Nach diesen allgemeinen Überlegungen und der Darstellung des geschichtlichen Kontextes des Dokuments sollen nun die einzelnen Teile des Dokuments beleuchtet werden. Zuvor aber noch ein Gedanke zum Titel: Das Christentum und die Religionen. Die Formulierung umging die Schwierigkeit, ob das Christentum als eine mit anderen Religionen vergleichbare Religion behandelt werden kann oder nicht. Wenn hier dabei von „Religionen“ gesprochen wird, statt den Begriff „nicht-christliche Religionen“ zu verwenden, so sollte auf diese Weise eine „negative“ Definition vermieden werden, die sie über das definiert, was sie nicht sind.

 

Erster Teil: Status quaestionis

Bei der Erstellung des Dokumentes war es nötig, auf die verschiedenen Versuche einer Klassifikation der gängigen theologischen Positionen zum Problem der Religionen hinzuweisen. Einige sprachen von der Beziehung des Christentums zu den Religionen unter dem Aspekt der „Erfüllung“ der menschlichen Sehnsüchte und sahen so in ihnen sowohl Momente der Hoffnung wie auch Schwierigkeiten. Andere hingegen sprachen mit einem größeren Optimismus von der „Gegenwart“ von Elementen des Heils in den Religionen, sofern diese nämlich als sozialer Ausdruck von Gottesbeziehung gesehen werden, die auf ihre Weise die Annahme des Heils erleichtern können. Dieser größere „Optimismus“ verhinderte nicht, dass man nicht zugleich auch Elemente der Unwissenheit, der Sünde oder gar der Verderbnis (Nr. 4) benannte. Die besten Theologen waren sich einig, dass das Phänomen der Religion in all seinen Schattierungen immer zweideutig ist.

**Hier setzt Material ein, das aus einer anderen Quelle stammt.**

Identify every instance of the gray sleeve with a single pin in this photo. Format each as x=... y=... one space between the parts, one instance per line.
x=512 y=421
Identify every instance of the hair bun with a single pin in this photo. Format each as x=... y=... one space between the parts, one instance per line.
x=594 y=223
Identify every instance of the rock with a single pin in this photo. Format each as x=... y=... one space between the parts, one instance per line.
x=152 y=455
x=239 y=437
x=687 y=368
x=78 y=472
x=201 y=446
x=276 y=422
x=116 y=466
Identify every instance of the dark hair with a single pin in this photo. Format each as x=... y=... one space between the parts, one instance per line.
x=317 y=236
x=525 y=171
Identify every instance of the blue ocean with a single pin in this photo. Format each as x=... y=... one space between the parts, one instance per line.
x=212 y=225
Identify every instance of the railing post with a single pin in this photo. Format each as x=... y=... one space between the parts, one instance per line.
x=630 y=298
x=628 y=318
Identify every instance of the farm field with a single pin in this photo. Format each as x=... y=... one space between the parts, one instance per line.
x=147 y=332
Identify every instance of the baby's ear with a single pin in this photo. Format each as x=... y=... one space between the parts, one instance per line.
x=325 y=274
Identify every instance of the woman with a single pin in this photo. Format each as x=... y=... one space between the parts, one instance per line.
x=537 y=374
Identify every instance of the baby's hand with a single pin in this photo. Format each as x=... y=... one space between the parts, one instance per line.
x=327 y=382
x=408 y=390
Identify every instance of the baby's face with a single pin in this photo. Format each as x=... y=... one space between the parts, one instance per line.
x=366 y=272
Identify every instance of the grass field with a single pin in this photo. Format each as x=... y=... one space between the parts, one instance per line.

Die Mehrzahl der katholischen Theologen, neben den erwähnten Ausnahmen, bewegt sich auf einer christozentrischen Linie, das heißt sie haben als Ausgangspunkt die Überzeugung, dass Christus der Erlöser aller ist und dass sich nur in ihm der Heilswille Gottes erfüllt. Deshalb kann seine Mittlerschaft auch alle Menschen in jedweder, auch religiöser, Situation erreichen. Aus diesem Grund sprach man von einer „inklusivistischen“ Tendenz, insofern das Heil Christi prinzipiell allen Menschen zugänglich ist, weil Gottes Gnade in der einen oder anderen Weise alle erreicht (Nr. 11).

Dieser Tendenz steht die „exklusivistische“ Linie gegenüber, von anderen auch „ekklesiozentrische“ Linie genannt, die zu jener Zeit nicht von allen Theologen vertreten wurde, weil die lehramtlichen Äußerungen keine enge Interpretation des Prinzips extra Ecclesiam nulla salus erlaubten (Nr. 10). Als problematisch wurde allerdings auch die entgegengesetzte, „pluralistische“ Richtung erachtet, die in unterschiedlicher Weise eine Vielzahl von Heilswegen vertrat. Diese Auffassung wurde von jenen vertreten, die den Christozentrismus als unzureichend erachteten und meinten, dass daher nur ein „Theozentrismus“ der Unbegreiflichkeit und Transzendenz Gottes Rechnung tragen könne. Kein konkreter Heilsweg könne eine Exklusivität der Offenbarung für sich beanspruchen. Es gebe verschiedene Ausdrucksformen des göttlichen Logos, der sich aber in keiner Religion vollständig manifestiert habe (Nr. 12). Ganz offensichtlich trat man hier mitten ins Herz der christologischen und soteriologischen Diskussionen. Die Frage nach der Wahrheit (Nr. 13-15) und der ausdrücklichen Verkündigung Christi (Nr. 23-26) konnte nicht zugunsten einer momentären Dialogsituation beiseite gelegt werden.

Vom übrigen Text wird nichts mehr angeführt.